The ash contents of the residues, determined by sample incineration, progressively increased after the successive bleaching cycles, as also observed for the TGA residual mass, reaching values of 21–24% after four bleaching cycles. This behaviour suggests that sodium ions of an alkaline bleaching medium were entrapped in bleached residues, increasing the final ash content of the samples. Other authors [64,65] also observed that when some lignocellulosic matrices were submitted to alkali treatments with NaOH solutions, to promote chemical degradation and removal of amorphous components, Na ions penetrate into the cellulose crystalline network, forming antiparallel crystalline soda–cellulose complexes with modified crystallisation patterns. This allows for the swelling of interfibrillar regions and the rearrangement of the cellulose microfibrils.

Therefore, AS was not a good source of cellulose due to its relatively low content and the difficulties in its purification, in comparison with other agro-industrial residues such as rice straw [33]. In fact, considering the yields of the different steps applied to obtain cellulose (Figure 1), only 11–12% wt. of DAS could be transformed in partially purified cellulose (40–50% purity) by applying SWE and bleaching processes.
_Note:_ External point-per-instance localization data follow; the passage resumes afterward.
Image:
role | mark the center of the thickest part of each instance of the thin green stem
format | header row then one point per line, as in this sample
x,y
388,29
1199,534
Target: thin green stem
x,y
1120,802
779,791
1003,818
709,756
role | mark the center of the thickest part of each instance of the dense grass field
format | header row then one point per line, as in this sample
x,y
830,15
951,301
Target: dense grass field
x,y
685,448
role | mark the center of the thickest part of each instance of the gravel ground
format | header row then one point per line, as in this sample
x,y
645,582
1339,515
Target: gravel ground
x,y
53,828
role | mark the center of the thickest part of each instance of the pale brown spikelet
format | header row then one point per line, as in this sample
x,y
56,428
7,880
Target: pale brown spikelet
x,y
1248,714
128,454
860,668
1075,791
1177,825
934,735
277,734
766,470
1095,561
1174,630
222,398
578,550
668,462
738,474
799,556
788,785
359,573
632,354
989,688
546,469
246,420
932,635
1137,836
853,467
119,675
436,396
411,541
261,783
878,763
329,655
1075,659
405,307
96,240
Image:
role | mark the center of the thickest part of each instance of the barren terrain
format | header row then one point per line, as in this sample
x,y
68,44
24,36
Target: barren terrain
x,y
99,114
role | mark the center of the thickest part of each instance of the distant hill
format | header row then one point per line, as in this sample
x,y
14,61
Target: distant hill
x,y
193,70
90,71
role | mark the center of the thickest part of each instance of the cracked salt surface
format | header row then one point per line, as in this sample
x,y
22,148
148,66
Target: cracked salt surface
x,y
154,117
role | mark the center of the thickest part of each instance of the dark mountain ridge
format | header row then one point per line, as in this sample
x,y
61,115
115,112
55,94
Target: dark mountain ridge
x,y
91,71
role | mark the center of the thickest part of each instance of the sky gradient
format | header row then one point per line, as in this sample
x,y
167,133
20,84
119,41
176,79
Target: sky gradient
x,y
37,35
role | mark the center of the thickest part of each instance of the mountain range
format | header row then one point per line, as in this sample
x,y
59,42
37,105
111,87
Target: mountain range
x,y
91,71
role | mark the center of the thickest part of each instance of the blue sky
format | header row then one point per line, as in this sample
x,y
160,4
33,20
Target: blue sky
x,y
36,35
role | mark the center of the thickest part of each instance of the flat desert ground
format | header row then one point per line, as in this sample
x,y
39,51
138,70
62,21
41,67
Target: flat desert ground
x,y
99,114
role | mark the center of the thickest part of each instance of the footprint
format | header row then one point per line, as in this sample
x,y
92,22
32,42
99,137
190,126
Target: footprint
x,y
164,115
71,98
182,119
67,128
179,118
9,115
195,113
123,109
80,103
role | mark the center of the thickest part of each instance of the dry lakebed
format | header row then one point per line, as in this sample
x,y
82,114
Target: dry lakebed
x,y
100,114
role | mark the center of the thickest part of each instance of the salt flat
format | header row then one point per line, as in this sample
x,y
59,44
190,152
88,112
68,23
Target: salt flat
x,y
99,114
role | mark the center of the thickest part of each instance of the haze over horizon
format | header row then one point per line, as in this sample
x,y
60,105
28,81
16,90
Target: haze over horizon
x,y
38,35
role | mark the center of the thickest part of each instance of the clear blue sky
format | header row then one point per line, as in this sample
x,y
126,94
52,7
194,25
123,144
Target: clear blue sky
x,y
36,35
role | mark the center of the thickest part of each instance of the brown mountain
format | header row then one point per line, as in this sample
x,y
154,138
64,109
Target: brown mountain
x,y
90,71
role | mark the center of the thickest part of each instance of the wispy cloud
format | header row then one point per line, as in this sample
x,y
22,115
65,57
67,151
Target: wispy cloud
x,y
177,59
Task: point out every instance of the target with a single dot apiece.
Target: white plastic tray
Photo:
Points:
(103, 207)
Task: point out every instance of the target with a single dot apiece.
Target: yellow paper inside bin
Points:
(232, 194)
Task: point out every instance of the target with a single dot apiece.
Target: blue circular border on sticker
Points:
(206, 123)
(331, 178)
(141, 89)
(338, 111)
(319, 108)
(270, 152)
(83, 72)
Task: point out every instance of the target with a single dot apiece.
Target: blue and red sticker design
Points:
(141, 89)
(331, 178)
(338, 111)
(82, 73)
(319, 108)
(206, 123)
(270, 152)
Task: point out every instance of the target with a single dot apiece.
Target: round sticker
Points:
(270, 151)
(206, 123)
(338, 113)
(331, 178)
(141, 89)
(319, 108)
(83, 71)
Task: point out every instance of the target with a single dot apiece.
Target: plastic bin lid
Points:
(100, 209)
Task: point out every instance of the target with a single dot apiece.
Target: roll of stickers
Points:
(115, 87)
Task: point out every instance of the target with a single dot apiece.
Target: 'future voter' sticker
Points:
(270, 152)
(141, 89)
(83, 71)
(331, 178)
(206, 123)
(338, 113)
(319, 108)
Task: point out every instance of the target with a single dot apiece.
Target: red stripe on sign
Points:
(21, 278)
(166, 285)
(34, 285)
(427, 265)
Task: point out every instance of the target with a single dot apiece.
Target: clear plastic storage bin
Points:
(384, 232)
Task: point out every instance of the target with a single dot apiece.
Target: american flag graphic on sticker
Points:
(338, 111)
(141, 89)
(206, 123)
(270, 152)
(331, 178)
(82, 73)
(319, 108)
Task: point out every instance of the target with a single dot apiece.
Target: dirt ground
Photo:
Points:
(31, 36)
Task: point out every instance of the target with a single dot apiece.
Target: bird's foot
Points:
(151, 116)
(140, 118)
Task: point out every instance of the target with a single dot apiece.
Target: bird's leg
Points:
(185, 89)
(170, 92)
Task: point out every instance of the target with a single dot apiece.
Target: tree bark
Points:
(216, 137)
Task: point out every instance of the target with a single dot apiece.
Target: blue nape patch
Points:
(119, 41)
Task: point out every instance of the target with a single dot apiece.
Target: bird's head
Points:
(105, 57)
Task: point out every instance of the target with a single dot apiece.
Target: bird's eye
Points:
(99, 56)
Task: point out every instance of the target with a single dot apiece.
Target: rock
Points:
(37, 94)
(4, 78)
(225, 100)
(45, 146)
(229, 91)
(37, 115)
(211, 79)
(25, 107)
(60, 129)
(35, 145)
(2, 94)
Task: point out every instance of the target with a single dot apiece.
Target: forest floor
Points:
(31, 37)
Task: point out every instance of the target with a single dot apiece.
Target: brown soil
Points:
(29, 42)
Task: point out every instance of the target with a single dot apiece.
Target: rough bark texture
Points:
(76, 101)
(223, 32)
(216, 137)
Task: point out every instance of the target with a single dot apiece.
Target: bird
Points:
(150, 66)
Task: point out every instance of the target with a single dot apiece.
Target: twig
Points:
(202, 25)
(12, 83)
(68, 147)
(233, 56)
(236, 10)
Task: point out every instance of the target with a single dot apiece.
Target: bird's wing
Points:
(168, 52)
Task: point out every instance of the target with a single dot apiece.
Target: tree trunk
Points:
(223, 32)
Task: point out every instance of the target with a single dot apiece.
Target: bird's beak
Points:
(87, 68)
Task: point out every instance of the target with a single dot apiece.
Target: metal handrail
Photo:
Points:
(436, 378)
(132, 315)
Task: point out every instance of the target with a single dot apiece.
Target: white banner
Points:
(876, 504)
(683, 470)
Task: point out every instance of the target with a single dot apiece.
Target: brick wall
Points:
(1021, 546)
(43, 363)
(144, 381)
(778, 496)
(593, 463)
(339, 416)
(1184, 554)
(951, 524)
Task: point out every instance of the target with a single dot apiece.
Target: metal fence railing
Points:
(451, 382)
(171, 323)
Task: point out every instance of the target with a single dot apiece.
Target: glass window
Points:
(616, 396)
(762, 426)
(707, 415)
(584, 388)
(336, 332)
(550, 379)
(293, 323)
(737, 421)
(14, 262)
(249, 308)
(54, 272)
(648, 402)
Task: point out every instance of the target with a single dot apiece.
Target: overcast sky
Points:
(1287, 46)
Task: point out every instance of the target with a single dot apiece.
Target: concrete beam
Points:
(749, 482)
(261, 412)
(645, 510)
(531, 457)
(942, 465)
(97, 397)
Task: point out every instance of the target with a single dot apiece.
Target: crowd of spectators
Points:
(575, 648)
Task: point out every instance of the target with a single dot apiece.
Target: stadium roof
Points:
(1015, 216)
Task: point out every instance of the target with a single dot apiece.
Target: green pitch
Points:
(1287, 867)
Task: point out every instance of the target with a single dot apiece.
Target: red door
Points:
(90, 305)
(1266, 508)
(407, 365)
The highest temperature of SWE allows for the highest purity, but the very low total yield makes the process unprofitable.

4. Conclusions

The current increasing trend of almond production and its industrial processing has been accompanied by an increment in bleached skin waste generation, which requires seeking solutions to its reutilisation. The high content of polyphenols in this waste and their bioactivity offer an interesting opportunity for obtaining phenol-rich extracts, using a green and scalable process without using toxic solvents. Subcritical water extraction at 160 or 180 °C allowed for obtaining bioactive extracts (21–29% of defatted almond skin) with high phenolic content and antioxidant and antibacterial properties, which could be used for food, pharmaceutical, or cosmetic applications. The highest temperature provided the extracts with higher bioactive properties. Nevertheless, the thermo-formation of new antioxidant compounds during the partial degradation of extracts could be responsible for this enhanced activity. Therefore, a toxicological study of the extracts is required to ensure their safety for different applications, such as the development of active packaging materials.

Cellulose recovery from the extraction residues (55–56% of defatted almond skin) was not effective enough due to the low yield obtained in the blanching process (20–21%) and the low purity of cellulose (40–50%) reached in the blanched fractions after four bleaching cycles (1 h) at pH 12 and 8% hydrogen peroxide. Therefore, almond skin is not a good source of cellulosic materials.